My HP LaserJet 1012 which has been serving me faithfully for about 2 years now suddenly stopped printing. Whenever a print job was received, the printer would fire up, rollers would spin, click 3 times, and give up, unable to pick up a sheet of paper from the tray. I figured maybe the rollers had worn out since I had sent some high volume print jobs for my last few classes, pumping out the equivalent of 3 textbooks on that little low-end consumer grade printer.
Luckily, I work in IT and am friends with a vendor that repairs office machines. I told him about it and he instructed me to bring my printer in to the office where he would take a look at it.
Well, I brought it in today. He had a befuddled expression on his face as he disassembled the printer. “Have you ever seen this before?” he asked me, holding up a comb that I had lost track of some time ago. Incidentally, it was of the same color scheme as the printer.

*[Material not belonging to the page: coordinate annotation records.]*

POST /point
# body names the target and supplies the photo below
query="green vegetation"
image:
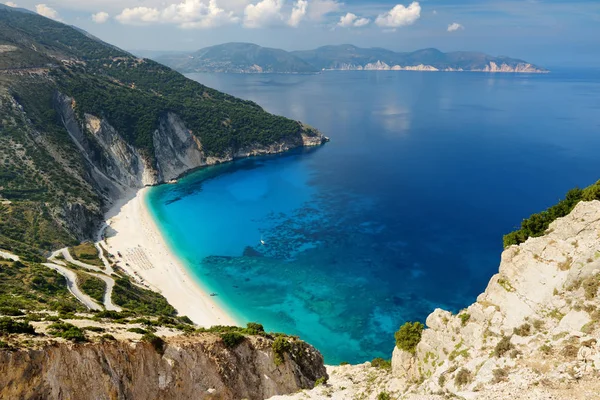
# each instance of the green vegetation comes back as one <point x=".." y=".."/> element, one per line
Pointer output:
<point x="232" y="339"/>
<point x="464" y="318"/>
<point x="139" y="300"/>
<point x="87" y="253"/>
<point x="463" y="377"/>
<point x="29" y="286"/>
<point x="384" y="396"/>
<point x="92" y="286"/>
<point x="409" y="336"/>
<point x="9" y="325"/>
<point x="503" y="346"/>
<point x="281" y="345"/>
<point x="537" y="224"/>
<point x="381" y="363"/>
<point x="321" y="381"/>
<point x="67" y="331"/>
<point x="157" y="342"/>
<point x="523" y="330"/>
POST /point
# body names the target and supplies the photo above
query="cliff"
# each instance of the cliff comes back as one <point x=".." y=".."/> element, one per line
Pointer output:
<point x="534" y="333"/>
<point x="196" y="367"/>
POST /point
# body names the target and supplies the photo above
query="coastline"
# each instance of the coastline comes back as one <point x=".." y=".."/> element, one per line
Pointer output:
<point x="132" y="232"/>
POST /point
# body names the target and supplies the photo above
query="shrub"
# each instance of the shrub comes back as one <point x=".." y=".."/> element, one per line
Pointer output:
<point x="9" y="325"/>
<point x="67" y="331"/>
<point x="523" y="330"/>
<point x="137" y="330"/>
<point x="546" y="349"/>
<point x="381" y="363"/>
<point x="503" y="346"/>
<point x="253" y="328"/>
<point x="500" y="374"/>
<point x="590" y="286"/>
<point x="409" y="336"/>
<point x="157" y="342"/>
<point x="320" y="381"/>
<point x="232" y="339"/>
<point x="280" y="346"/>
<point x="384" y="396"/>
<point x="463" y="377"/>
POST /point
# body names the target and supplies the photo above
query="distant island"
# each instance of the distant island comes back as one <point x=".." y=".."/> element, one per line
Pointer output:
<point x="251" y="58"/>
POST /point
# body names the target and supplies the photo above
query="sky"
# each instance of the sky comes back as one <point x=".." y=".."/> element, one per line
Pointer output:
<point x="546" y="32"/>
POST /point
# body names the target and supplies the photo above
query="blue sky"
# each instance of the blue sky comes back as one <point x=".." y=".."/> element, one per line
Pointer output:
<point x="548" y="32"/>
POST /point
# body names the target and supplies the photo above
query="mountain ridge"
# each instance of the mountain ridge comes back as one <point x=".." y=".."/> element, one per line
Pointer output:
<point x="246" y="58"/>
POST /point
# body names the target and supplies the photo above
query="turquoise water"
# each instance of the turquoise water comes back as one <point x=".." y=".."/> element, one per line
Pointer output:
<point x="402" y="212"/>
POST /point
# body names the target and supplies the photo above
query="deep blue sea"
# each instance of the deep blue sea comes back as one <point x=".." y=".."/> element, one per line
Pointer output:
<point x="402" y="212"/>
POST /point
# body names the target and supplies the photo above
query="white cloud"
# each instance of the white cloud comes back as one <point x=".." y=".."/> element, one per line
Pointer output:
<point x="138" y="15"/>
<point x="100" y="17"/>
<point x="350" y="20"/>
<point x="47" y="12"/>
<point x="298" y="13"/>
<point x="186" y="14"/>
<point x="263" y="13"/>
<point x="455" y="26"/>
<point x="400" y="16"/>
<point x="317" y="9"/>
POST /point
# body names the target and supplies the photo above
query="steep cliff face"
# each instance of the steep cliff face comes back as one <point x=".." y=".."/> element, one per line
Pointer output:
<point x="538" y="319"/>
<point x="199" y="367"/>
<point x="115" y="166"/>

A blush rose to my cheeks and I laughed nervously, “uh, yeah… that’s my comb.” I mumbled some lame explanation about how it was sitting next to the printer and how I had no idea how it got inside the printer.
He said that it’s common for foreign objects to get mysteriously sucked into printers. I’m guessing that the comb got placed on top of the manual feeder, pushed inside inadvertently and sucked in when I tried to run a print job. It was funny because he was just about to consult his manual to identify this strange part. After all, it looked almost like it belonged in there with the same colors as the printer itself. Maybe that poor little comb thought he was returning to the mother ship.
Now I know how our computer users feel when they realize that their problems are a direct result of “user error.”